Goal: Run evaluations tied to specific git commits to track experiments across multiple SHAs. Features: Git metadata tracking via repo_info.commit or automatic collection with git_metadata_settings.

Tracking Options

Option 1: Set Commit SHA Explicitly (API)

Pass repo_info.commit when launching an eval to tie it to a specific SHA.
curl https://api.braintrust.dev/v1/eval \
  -H "Authorization: Bearer $BRAINTRUST_API_KEY" \
  -H "Content-Type: application/json" \
  -d '{
    "project_id": "your-project-id",
    "data": {
       "dataset_id": "your-dataset-id"
    },
    "task": {
       "function_id": "id-of-function-to-eval"
    },
    "scores": [
       {
          "function_id": "id-of-function-to-score-eval-on"
       }
    ],
    "repo_info": {
      "commit": "abc1234567890def"
    }
  }'

Option 2: Set Commit SHA Explicitly (SDK)

Specify repo_info when calling Eval() in Python or TypeScript.
from braintrust import Eval, init_dataset
from autoevals import Factuality

Eval(
    "My Project",
    data=init_dataset(project="My Project", name="My Dataset"),
    task=lambda input: call_model(input),  # Your LLM call here
    scores=[Factuality],
    metadata={
        "model": "gpt-4o",
        "temperature": 0.7,
    },
    repo_info={
        "commit": "abc1234567890def"
    }
)

Option 3: Enable Automatic Git Metadata Collection

Configure git_metadata_settings to automatically capture commit info from your environment.

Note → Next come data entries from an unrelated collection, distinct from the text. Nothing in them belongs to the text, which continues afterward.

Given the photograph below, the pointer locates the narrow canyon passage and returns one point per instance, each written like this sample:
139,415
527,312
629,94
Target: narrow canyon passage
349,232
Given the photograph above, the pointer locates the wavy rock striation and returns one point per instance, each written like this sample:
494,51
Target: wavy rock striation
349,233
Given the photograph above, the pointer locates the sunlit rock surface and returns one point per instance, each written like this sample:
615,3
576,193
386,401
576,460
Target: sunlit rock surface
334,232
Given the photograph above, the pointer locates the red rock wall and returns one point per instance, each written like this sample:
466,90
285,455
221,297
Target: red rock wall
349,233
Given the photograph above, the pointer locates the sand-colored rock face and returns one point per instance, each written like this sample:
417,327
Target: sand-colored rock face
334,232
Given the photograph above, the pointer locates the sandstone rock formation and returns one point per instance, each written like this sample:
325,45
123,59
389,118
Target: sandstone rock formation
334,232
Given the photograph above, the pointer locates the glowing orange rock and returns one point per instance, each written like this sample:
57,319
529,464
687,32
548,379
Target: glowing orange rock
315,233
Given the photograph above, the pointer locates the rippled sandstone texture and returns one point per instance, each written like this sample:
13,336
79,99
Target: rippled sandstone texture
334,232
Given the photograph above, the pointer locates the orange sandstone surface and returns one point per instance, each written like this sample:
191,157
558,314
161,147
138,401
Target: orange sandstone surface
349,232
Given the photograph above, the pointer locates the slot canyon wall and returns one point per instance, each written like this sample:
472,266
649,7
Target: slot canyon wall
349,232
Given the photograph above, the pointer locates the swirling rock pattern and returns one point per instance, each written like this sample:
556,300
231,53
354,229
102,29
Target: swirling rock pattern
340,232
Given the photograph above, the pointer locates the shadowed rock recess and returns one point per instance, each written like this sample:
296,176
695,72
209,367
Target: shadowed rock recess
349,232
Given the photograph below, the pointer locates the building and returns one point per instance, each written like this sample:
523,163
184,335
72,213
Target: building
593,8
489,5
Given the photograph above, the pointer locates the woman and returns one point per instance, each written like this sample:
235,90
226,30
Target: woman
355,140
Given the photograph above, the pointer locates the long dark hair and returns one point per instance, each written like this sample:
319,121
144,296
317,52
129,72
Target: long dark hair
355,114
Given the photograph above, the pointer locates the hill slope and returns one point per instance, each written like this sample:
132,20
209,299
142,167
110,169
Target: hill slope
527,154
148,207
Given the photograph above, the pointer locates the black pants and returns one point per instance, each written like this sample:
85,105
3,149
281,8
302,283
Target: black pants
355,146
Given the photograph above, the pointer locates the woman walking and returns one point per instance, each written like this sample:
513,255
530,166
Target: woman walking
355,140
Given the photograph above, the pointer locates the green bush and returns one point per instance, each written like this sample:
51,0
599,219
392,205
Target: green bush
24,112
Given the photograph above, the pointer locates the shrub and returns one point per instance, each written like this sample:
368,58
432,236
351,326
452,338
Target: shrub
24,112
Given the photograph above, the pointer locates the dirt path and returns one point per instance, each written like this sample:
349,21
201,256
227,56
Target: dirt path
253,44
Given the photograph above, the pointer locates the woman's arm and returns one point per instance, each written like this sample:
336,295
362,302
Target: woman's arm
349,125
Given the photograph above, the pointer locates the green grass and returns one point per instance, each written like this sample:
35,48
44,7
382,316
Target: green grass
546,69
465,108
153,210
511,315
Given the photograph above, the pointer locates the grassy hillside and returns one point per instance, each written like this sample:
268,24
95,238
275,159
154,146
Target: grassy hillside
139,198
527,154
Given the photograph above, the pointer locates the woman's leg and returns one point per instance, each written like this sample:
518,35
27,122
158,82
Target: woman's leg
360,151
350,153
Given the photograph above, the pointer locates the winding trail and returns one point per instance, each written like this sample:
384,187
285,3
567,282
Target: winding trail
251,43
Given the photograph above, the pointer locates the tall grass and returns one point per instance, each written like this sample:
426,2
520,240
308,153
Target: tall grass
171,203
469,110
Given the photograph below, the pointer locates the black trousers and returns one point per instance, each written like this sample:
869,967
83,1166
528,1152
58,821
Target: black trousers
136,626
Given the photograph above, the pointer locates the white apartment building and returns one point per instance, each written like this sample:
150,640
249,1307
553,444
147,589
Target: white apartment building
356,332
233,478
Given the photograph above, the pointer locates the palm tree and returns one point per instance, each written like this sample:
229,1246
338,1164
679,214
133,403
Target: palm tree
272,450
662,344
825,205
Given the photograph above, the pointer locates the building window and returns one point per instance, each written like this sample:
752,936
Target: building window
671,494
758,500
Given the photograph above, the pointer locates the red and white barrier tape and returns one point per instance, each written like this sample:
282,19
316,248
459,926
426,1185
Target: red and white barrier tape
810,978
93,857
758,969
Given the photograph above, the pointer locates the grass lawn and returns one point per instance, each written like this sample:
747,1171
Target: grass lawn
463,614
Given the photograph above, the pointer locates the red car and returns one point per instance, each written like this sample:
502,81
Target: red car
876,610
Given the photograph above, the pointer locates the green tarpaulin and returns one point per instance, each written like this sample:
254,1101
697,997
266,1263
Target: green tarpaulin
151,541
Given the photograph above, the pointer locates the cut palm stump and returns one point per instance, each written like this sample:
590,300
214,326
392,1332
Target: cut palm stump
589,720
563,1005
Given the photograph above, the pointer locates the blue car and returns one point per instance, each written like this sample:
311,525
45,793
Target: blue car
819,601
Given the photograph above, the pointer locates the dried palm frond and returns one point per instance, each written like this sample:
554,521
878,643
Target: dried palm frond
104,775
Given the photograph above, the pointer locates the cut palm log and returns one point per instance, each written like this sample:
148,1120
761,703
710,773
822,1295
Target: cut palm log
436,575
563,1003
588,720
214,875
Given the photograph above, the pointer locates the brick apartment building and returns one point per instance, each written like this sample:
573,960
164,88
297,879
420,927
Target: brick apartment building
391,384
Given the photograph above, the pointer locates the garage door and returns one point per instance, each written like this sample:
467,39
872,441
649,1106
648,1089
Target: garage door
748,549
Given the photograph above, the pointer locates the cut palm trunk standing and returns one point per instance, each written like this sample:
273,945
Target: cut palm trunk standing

By default, this setting will collect all git metadata fields allowed in org-level settings.
import braintrust

braintrust.init(
    project="my-project",
    "git_metadata_settings": {
       "collect": "some",
       "fields": ["commit", "branch", "dirty"]
    }
)

Filtering

Run Evals Across Multiple SHAs

To run batch evals based on a specific sha, filtering will need to be handled via your CI/CD pipeline or scripts to target only the desired data. In addition, your datasets will need to have stored the sha for comparison in your code. The following example assumes your dataset has stored the sha in your datasets metadata following the same repo_info pattern used for eval tracking.
from braintrust import Eval, init_dataset
from autoevals import Factuality

target_sha = "abc123"

# Fetch the dataset
dataset = init_dataset(project="My Project", name="My Dataset")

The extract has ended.